RÉPÉTER QUE DIEU EST BON NE PREND-IL PAS UNE ALLURE QUÉTAINE?

 

            Nos dévotions aux saints me trouvent sceptique et questionneur.  Je reste froid; ça ne répond pas à ma sensibilité.  Quand je lis: “ Dieu est bon ”, je me dis: “ Bien oui, on le sait.  Mais, à force de le répéter, ça prend une allure quétaine ”.

            Changement de mentalité dans le monde et dans l'Église?  Je crois que cela est évident.  Le langage douillet et intime de notre religion fait contraste avec la dimension cosmique de nos vies.  De même il y a décalage entre les prières du curé le dimanche et une émission sur l'évolution.  On sort d'une routine sclérosée.

            Le P. Rabut, O.P., disait: “ Nous assistons tous à la destruction d'un monde et à l'élaboration d'un autre: l'enjeu spirituel de cette aventure est immense...  Un problème aigu provient aujourd'hui de ce fait: la tonalité chrétienne traditionnelle apparaît solidaire d'un monde dépassé... ”

            Présentez mes excuses à sainte Anne.  Au fond, elle, je l'aime bien...!

***

            Vous vous identifiez comme prêtre, un prêtre d'âge respectable.  Je vous remercie pour votre question et j'admire votre jeunesse de coeur.

            Avec vous, je déplore la sentimentalité religieuse quand elle se replie dans des dévotions coupées du monde et de ses enjeux.  La société évolue de façon ultra-rapide et s'y  multiplient les problèmes qui ne peuvent nous laisser indifférents comme chrétiens.  Les mass media exercent une influence majeure sur la population et nous ne pouvons les  bouder.

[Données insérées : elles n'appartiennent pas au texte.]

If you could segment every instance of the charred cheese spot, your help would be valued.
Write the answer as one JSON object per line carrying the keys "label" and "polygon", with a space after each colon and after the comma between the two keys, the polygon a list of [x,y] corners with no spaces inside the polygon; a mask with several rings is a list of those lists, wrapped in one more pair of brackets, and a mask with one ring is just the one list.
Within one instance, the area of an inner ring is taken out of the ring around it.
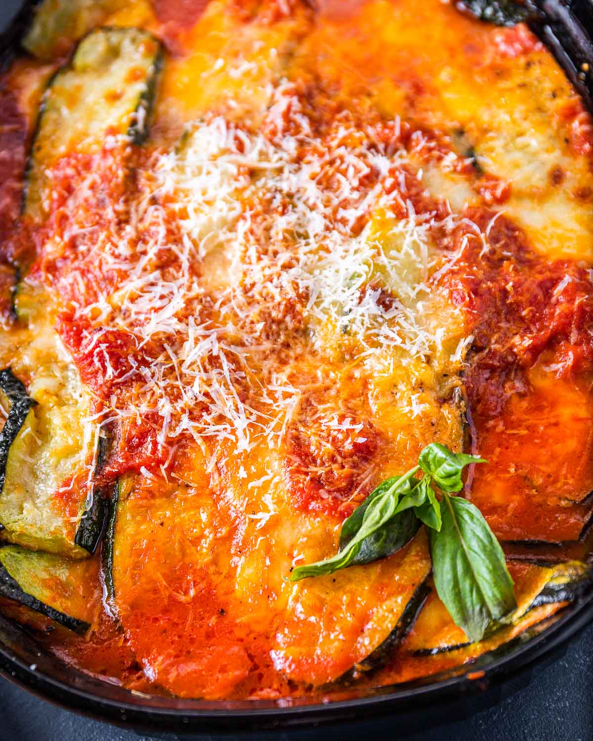
{"label": "charred cheese spot", "polygon": [[347,516],[368,493],[380,435],[354,414],[302,411],[287,436],[286,476],[294,503]]}

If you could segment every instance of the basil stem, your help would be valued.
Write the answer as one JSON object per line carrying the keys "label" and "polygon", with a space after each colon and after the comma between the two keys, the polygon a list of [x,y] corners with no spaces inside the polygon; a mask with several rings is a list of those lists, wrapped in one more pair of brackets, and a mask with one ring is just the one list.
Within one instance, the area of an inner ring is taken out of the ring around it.
{"label": "basil stem", "polygon": [[517,607],[503,549],[480,510],[443,492],[443,525],[430,531],[434,585],[470,641]]}

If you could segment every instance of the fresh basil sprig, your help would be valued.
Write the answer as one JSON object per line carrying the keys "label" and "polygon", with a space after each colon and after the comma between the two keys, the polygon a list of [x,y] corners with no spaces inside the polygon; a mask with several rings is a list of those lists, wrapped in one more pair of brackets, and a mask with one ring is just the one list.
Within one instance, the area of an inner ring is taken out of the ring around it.
{"label": "fresh basil sprig", "polygon": [[[513,580],[494,533],[477,508],[451,496],[463,487],[463,468],[484,462],[440,443],[427,445],[417,466],[382,482],[344,521],[335,556],[296,567],[291,580],[391,556],[424,522],[430,531],[437,592],[456,625],[470,640],[480,640],[491,622],[516,607]],[[422,479],[415,477],[419,470]],[[434,486],[442,495],[440,502]]]}
{"label": "fresh basil sprig", "polygon": [[[405,523],[399,519],[391,522],[388,530],[385,525],[401,511],[398,508],[400,498],[411,493],[410,482],[417,481],[414,474],[418,468],[419,466],[414,466],[403,476],[394,476],[380,484],[345,520],[340,531],[339,551],[336,555],[325,561],[297,566],[291,574],[291,581],[298,582],[307,576],[333,574],[346,566],[369,563],[391,556],[402,548],[418,527],[409,533]],[[408,521],[406,519],[405,522]],[[415,522],[411,524],[414,525]]]}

            Toujours nous devrons chercher à mieux vivre notre foi en évangélisant, en nous engageant au service de nos frères et soeurs, en nous efforçant de rendre ce monde meilleur.

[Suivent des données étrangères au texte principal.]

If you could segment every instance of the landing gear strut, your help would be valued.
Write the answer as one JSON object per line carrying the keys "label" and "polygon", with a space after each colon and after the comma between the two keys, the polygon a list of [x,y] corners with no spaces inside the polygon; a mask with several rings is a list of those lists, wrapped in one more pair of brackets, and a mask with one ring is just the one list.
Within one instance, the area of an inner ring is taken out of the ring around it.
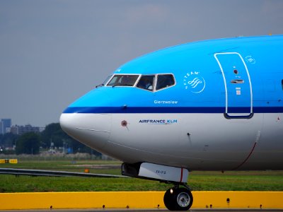
{"label": "landing gear strut", "polygon": [[165,192],[163,201],[170,211],[187,211],[192,204],[192,195],[188,187],[180,188],[179,184]]}

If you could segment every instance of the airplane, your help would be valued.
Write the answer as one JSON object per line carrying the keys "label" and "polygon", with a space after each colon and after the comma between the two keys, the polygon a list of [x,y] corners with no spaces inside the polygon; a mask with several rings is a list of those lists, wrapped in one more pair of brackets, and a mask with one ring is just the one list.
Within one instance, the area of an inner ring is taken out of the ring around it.
{"label": "airplane", "polygon": [[283,169],[283,35],[193,42],[119,67],[71,103],[69,135],[123,162],[122,175],[173,184],[188,210],[192,170]]}

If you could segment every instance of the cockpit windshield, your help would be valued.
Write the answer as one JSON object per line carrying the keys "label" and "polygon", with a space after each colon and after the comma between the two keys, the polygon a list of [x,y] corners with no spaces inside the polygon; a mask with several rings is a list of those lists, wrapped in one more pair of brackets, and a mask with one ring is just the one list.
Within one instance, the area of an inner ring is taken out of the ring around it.
{"label": "cockpit windshield", "polygon": [[139,75],[115,74],[110,81],[108,86],[133,86],[136,83]]}
{"label": "cockpit windshield", "polygon": [[137,88],[152,90],[154,89],[154,75],[143,75],[137,85]]}

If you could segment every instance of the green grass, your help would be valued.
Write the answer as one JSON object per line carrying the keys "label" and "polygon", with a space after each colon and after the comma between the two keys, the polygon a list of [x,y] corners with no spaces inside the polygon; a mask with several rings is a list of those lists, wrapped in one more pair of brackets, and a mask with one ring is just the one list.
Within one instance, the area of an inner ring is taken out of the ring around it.
{"label": "green grass", "polygon": [[[112,160],[35,161],[0,164],[0,167],[42,169],[120,175],[121,163]],[[283,191],[283,171],[192,172],[193,191]],[[15,177],[0,175],[0,192],[166,191],[171,185],[134,178]]]}

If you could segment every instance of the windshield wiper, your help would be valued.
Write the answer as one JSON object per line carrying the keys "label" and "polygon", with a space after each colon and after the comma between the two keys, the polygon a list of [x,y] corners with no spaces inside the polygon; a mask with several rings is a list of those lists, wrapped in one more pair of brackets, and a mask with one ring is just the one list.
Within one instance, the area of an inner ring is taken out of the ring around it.
{"label": "windshield wiper", "polygon": [[103,83],[100,84],[100,85],[98,85],[98,86],[96,86],[96,88],[102,87],[102,86],[104,86],[104,84],[103,84]]}

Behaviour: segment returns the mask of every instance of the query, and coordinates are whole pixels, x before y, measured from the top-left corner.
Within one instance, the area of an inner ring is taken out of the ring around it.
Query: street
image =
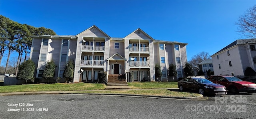
[[[0,97],[1,119],[256,119],[256,94],[206,100],[84,95]]]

            J'endosse votre souhait que s'inventent des formes nouvelles de vie chrétienne en notre société contemporaine et je n'oublie pas que beaucoup de saints ont agi en prophètes de leur temps: Paul, Augustin, Grégoire le Grand, Bernard, Catherine de Sienne, Thérèse d'Avila, de nombreux fondateurs et fondatrices.  Il faut dire notre foi de façon crédible.

            Cependant, je ne rejette pas la ritournelle de l'amour ni la dévotion aux saints.  Le souverain pontife revient sans cesse sur le thème de la civilisation de l'amour; il visite les sanctuaires, multiplie les bienheureux et les saints qu'il nous propose comme modèles et protecteurs.  Vision quétaine de la foi?  Accentuer l'amour et l'importance des saints qui sont des premiers de cordée, n'est-ce pas toucher l'essentiel?  Le pape ne néglige pas pour autant les questions de l'heure, ce qui touche à la vie et à la dignité humaine, les manipulations génétiques, les progrès de la technologie, la paix entre les nations.

            Il y a un monde à christianiser.  L'évangile, ferment de vie, s'insère dans la pâte des événements.  Mais l'idéal de l'évangile transcende le monde qui passe.  Tous deux, évangile et monde, ne doivent pas être placés sur le même palier.

            Alors que saint Jean insistait à tout propos sur le besoin d'aimer, certains trouvaient que le vieil apôtre radotait.  L'amour que nous devons avoir pour Dieu et le prochain peut sembler dépassé, mais c'est alors l'évangile qui est dépassé et qui est quétaine.  Je ne crois pas que ce soit vrai.

            La dévotion aux saints et aux saintes fait partie du patrimoine de l'Église.  Cet héritage catholique a survécu à l'iconoclasme du 8e siècle, comme au rejet des frères protestants et aux sarcasmes de Voltaire et des encyclopédistes du 18e siècle.

            Je respecte votre sensibilité religieuse; elle est franche et ne veut pas d'enfantillage.  Mais je respecte aussi la sensibilité des pasteurs de l'Église, le pape et les évêques, qui sont  habilités par l'Esprit pour nous conduire vers Dieu.  Je respecte la sensibilité d'une foule de tous âges qui viennent prier au sanctuaire de Sainte-Anne-de-Beaupré.  La dévotion aux saintes et aux saints est encouragée par l'Église; ils sont l'évangile vécu.  Ils appartiennent au Corps mystique du Christ dont ils sont des joyaux.

            Les imiter, c'est marcher à la suite du Christ, aimant son Père et s'émerveillant devant la foi des petits.  “ Je te bénis, Père, Seigneur du ciel et de la terre, d'avoir caché cela aux sages et aux intelligents et de l'avoir révélé aux tout-petits ” (Mt 11, 25).